Mrs. Rutter, as fate would have it, on hearing that Kate was too ill to go back to town, had gone the next morning to her bedside, where she learned for the first time not only of the duel—which greatly shocked her, leaving her at first perfectly limp and helpless—but of Harry’s expulsion from his father’s house—(Alec owned the private wire)—a piece of news which at first terrified and then keyed her up as tight as an overstrung violin. Like many another Southern woman, she might shrink from a cut on a child’s finger and only regain her mental poise by a liberal application of smelling salts, but once touch that boy of hers—the child she had nourished and lived for—and all the rage of the she-wolf fighting for her cub was aroused. What took place behind the closed doors of her bedroom when she faced the colonel and flamed out, no one but themselves knew. That the colonel was dumfounded—never having seen her in any such state of mind—goes without saying. That he was proud of her and liked her the better for it, is also true—nothing delighted him so much as courage;—but nothing of all this, impressive as it was, either weakened or altered his resolve.
Nor did he change front to his friends and acquaintances: his honorable name, he maintained, had been trailed in the mud; his boasted hospitality betrayed; his house turned into a common shamble. That his own son was the culprit made the pain and mortification the greater, but it did not lessen his responsibility to his blood. Had not Foscari, to save his honor, in the days of the great republic, condemned his own son Jacopo to exile and death? Had not Virginius slain his daughter? Should he not protect his own honor as well? Furthermore, was not the young man’s father a gentleman of standing—a prominent man in the State—a friend not only of his own friend, Henry Clay, but of the governor as well? He, of course, would not have Harry marry into the family had there been a marriageable daughter, but that was no reason why Mr. Willits’s only son should not be treated with every consideration. He, Talbot Rutter, was alone responsible for the honor of his house. When your right hand offends you cut it off. His right hand had offended him, and he had cut it off. Away, then, with the spinning of fine phrases!

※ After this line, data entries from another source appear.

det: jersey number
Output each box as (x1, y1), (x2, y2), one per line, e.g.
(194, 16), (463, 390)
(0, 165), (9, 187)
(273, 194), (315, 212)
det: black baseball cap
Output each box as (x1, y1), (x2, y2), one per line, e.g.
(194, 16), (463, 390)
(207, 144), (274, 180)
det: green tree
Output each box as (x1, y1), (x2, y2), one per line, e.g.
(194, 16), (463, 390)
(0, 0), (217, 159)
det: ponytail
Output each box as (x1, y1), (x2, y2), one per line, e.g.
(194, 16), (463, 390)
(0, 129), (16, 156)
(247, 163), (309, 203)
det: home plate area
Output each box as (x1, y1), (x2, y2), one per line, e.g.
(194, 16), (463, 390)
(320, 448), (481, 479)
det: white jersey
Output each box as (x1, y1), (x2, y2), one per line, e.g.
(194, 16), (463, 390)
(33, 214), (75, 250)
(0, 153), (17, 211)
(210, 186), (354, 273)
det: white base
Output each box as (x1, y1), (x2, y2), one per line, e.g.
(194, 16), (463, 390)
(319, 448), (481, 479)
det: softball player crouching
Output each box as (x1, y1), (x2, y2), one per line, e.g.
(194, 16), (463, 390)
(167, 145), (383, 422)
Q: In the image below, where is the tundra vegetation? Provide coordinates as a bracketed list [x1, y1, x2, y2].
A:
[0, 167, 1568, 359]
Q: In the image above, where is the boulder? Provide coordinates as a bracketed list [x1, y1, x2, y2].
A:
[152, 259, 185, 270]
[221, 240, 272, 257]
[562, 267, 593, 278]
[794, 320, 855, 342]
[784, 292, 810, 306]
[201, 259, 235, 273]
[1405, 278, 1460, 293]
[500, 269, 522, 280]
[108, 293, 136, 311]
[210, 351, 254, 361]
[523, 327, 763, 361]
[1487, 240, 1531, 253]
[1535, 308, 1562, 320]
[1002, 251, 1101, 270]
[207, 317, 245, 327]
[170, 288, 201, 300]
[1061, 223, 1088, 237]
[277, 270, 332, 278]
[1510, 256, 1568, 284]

And so he let the hornets buzz—and they did swarm and buzz and sting. As long as his wrath lasted he was proof against their assaults—in fact their attacks only confirmed him in his position. It was when all this ceased, for few continued to remonstrate with him after they had heard his final: “I decline to discuss it with you, madame,” or the more significant: “How dare you, sir, refer to my private affairs without my permission?”—it was, I say, when all this ceased, and when neither his wife, who after her first savage outbreak had purposely held her peace, nor any of the servants—not even old Alec, who went about with streaming eyes and a great lump in his throat—dared renew their entreaties for Marse Harry’s return, that he began to reflect on his course.